Старик, которому на днях исполнилось девяносто лет, всё ещё неплохо себя чувствовал и ни на какие уговоры продать дом и переехать в другое место не соглашался. Через какое-то время, немного успокоившись, бодрый дедок достал свой паспорт и любовно раскрыл твёрдую обложку, потом ласково и не спеша разгладил ладонью жесткий сгиб, ещё раз с видимым удовольствием удостоверился, что ему уже действительно — девяносто, и с усмешкой подумал: «Ну-ну, смерти моей ждут! Долго же ты ещё ждать её будешь, подлый Карла — вурдалак!»

Внутреннее возбуждённое состояние ещё не покинуло старика, и потому Иван Иванович с ненавистью глянул на ни в чём не повинный новый пятиэтажный дом, выстроенный недавно прямо напротив его родового гнезда под руководством этого самого подлого Карлы. A ведь когда-то дом Ковалёвых был последним на главной улице посёлка… И только широкая проезжая дорога отделяла его от большого зелёного пастбища и небольшой берёзовой рощицы, за которыми начиналось городское захоронение. Но за всю свою долгую жизнь он привык к этому соседству, и оно ему ничем не мешало, как, впрочем, и другим окрестным старожилам. Живые оберегали кладбище и почитали мёртвых, а мёртвые не докучали живым….

Задумчиво глядя на изменившийся вид за своим окном, дед и так и сяк размышлял о современной жизни и пришёл к печальному выводу, что ситуация в селе сложилась какая-то неправильная и непонятная. С одной стороны — город стремительно разрастался, поглощая близлежащие деревни и сёла, в том числе и это село; с другой стороны — село уже давно вроде как входило в городскую черту, но кто тут хозяйничает на самом деле, — было до сих пор непонятно, и это создавало селянам много неудобств и осложнений. Как вот, например, сейчас, — просто полнейшая происходит неразбериха!

На сельском кладбище, которое теперь считается городским, начали хоронить давно, ещё задолго до войны. Теперь же, при полнейшем попустительстве властей, кладбищенская земля использовалась не по назначению. А именно: строительная компания «Стройполомсервис», желая сэкономить на покупке земли, приобрела каким-то сомнительным способом огромный участок более дешёвой земли на окраине старого кладбища, где и выстроила в рекордно короткие сроки новый жилой дом. И сколько ни жаловались рядом живущие люди на засилье сомнительной стройки, сколько ни обивал пороги всевозможных инстанций сам священник, от Администрации так никаких ответных действий и не последовало. Ответы на все запросы сводились к одному: всё согласовано, всё в рамках законности! Вот и вышло так, что теперь вынужден был Иван Иванович с соседями наблюдать беспардонное захватывание села, кладбища и всех угодий воротилами бизнеса, а ещё — всеми силами отстаивать своё право на проживание в собственном доме! Да разве думал он когда-нибудь, что доживёт до такого?

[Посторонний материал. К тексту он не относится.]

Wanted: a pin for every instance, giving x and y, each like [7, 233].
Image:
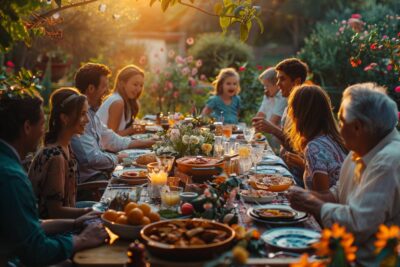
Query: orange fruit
[130, 206]
[154, 216]
[145, 208]
[135, 216]
[110, 215]
[145, 220]
[122, 219]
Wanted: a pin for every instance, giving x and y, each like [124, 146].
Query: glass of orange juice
[227, 131]
[170, 197]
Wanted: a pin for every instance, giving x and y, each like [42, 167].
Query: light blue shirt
[229, 112]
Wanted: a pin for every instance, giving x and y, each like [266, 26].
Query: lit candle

К слову сказать, в народе название организации «Стройполомсервис» быстро и метко переименовали в «Стройполомконтора». Таким образом полновесное, солидное и многофункциональное наименование с завидной лёгкостью превратилось в пренебрежительное, презрительное и даже несколько шутовское прозвище! Вроде бы и небольшое произошло изменение в слове, а смысл получился, как видите, уже совсем другой!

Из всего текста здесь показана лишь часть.